Stimmt. Ich bin so. Ich denke niemals, ein Dirigent zu sein – obwohl ich es doch bin. Sondern eher, dass ich ein Künstler bin. Diese dienende Auffassung kommt von meiner Familie her, glaube ich.
Sie sind Sohn des französischen Organisten Daniel Roth. Aber schätzen die Orchestermusiker nicht klare Ansagen?
Jawohl, das ist richtig. Ich glaube sogar, dass die Autorität eines Dirigenten nach wie vor im Zentrum seiner Tätigkeit steht. Nur hat sich verändert, was man unter Autorität versteht. Nach wie vor bin ich es, der entscheidet, welches Werk gespielt wird – und wie es gespielt wird. Dafür allerdings muss ich heute den Musikern nicht nur Direktiven geben. Ich muss eine Vision vermitteln, die ihnen Lust macht, mit mir gemeinsam auf eine Reise zu gehen. Um das hinzukriegen, brauche ich durchaus Autorität. Reden muss ich dabei aber nicht unbedingt sehr viel.

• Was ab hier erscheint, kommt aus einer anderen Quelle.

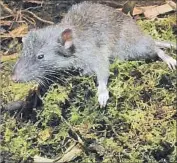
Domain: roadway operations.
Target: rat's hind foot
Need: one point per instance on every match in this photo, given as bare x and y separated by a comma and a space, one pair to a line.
172, 63
103, 96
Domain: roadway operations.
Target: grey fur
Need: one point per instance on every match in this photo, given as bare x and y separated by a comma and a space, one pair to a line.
99, 33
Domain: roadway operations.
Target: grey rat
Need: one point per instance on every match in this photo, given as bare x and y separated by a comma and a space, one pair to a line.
87, 37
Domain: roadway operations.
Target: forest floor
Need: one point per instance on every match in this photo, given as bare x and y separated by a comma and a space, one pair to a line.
66, 123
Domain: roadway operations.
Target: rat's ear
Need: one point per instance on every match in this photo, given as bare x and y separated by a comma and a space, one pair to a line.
67, 37
23, 39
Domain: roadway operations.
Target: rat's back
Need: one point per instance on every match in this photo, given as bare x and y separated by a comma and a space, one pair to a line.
111, 29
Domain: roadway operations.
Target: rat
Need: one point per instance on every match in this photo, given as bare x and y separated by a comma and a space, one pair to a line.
88, 37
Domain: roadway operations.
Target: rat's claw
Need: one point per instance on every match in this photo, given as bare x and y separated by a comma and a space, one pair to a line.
103, 96
172, 63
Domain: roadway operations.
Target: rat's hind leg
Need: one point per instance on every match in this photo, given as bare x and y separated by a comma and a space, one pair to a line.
172, 63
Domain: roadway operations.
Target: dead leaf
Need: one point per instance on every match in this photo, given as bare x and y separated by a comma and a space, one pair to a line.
154, 12
44, 135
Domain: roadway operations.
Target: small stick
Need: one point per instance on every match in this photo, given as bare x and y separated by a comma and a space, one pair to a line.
40, 19
6, 8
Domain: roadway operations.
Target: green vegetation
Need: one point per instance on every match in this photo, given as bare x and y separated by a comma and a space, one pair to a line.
138, 124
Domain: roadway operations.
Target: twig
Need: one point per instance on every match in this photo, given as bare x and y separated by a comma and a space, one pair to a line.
40, 19
79, 138
6, 8
5, 17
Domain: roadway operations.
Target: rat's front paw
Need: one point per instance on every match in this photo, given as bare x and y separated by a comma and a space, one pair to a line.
171, 63
103, 96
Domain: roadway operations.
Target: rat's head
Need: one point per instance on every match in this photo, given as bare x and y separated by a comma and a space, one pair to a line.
44, 52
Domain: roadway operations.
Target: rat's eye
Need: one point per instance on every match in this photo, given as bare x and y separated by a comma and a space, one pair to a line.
40, 56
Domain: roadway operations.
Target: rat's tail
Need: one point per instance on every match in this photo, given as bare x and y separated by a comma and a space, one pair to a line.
164, 44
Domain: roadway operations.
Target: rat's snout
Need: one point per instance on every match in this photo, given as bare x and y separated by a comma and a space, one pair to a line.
14, 78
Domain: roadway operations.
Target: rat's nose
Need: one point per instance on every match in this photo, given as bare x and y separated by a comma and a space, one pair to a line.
14, 78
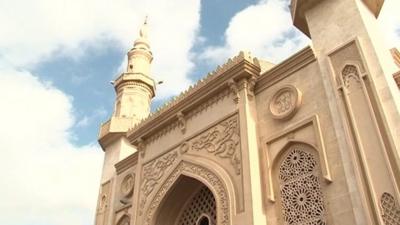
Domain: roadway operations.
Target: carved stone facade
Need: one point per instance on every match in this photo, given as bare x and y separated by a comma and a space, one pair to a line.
312, 140
300, 189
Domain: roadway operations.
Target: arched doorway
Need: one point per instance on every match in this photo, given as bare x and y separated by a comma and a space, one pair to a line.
189, 202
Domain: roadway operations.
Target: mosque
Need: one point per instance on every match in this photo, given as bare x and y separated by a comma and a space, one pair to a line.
313, 140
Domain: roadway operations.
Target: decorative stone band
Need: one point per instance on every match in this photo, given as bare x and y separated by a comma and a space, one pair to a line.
222, 141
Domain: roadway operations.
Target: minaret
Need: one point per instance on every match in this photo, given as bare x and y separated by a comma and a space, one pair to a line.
135, 88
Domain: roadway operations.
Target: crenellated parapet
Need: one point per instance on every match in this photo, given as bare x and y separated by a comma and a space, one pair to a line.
244, 65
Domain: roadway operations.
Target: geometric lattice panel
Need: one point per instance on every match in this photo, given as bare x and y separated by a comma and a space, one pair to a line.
391, 211
202, 203
300, 189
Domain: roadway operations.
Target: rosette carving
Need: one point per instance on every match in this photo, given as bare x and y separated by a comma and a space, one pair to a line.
152, 173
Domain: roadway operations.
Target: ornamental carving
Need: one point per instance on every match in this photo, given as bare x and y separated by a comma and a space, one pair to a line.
181, 122
216, 184
222, 141
127, 185
350, 74
152, 173
285, 102
125, 220
201, 205
301, 196
391, 210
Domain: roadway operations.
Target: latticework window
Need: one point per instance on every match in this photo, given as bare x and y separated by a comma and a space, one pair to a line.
391, 211
203, 203
301, 195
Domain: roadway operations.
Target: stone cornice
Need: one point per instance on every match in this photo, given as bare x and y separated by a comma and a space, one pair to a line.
285, 68
396, 77
126, 163
237, 68
113, 129
396, 56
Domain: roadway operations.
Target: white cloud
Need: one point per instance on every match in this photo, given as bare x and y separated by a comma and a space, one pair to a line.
35, 31
265, 29
390, 22
46, 179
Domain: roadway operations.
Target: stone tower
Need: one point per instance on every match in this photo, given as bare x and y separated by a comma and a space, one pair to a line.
357, 70
135, 87
134, 90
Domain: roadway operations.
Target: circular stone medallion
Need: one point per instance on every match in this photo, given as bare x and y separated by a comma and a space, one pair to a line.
285, 102
127, 185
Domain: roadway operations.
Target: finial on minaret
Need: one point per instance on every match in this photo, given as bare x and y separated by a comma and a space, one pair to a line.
143, 30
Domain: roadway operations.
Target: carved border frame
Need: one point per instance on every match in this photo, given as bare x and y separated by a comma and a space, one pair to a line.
211, 179
320, 148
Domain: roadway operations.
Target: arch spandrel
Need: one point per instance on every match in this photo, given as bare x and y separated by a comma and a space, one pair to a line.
218, 183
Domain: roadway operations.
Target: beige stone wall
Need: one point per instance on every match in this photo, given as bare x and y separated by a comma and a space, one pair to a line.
311, 124
240, 134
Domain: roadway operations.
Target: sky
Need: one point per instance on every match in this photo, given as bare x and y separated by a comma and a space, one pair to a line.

Von dem Nachkriegs-Dirigenten Fritz Reiner heißt es, er habe bei Proben in Chicago immer nur höchstens einen Satz gesagt: „Du bist gefeuert!“ – Hätten heutige Dirigenten überhaupt noch die Befugnis, Musiker rauszuschmeißen?
Nein, das geht gar nicht mehr. Heute sind alle Orchester hinreichend demokratisch organisiert, um Leute wie Fritz Reiner zu verhindern. Das hat Vorteile. Ich bin zum Beispiel in der glücklichen Lage sagen zu können, dass ich noch nie im Leben einen Musiker gefeuert habe.
Und wenn Sie trotzdem jemanden loswerden wollen?
Es gibt Situationen, in denen Probleme unübersehbar werden. Dann versuche ich, früh darüber zu reden, um eine Lösung zu finden.
Das Gespräch führte Kai Luehrs-Kaiser.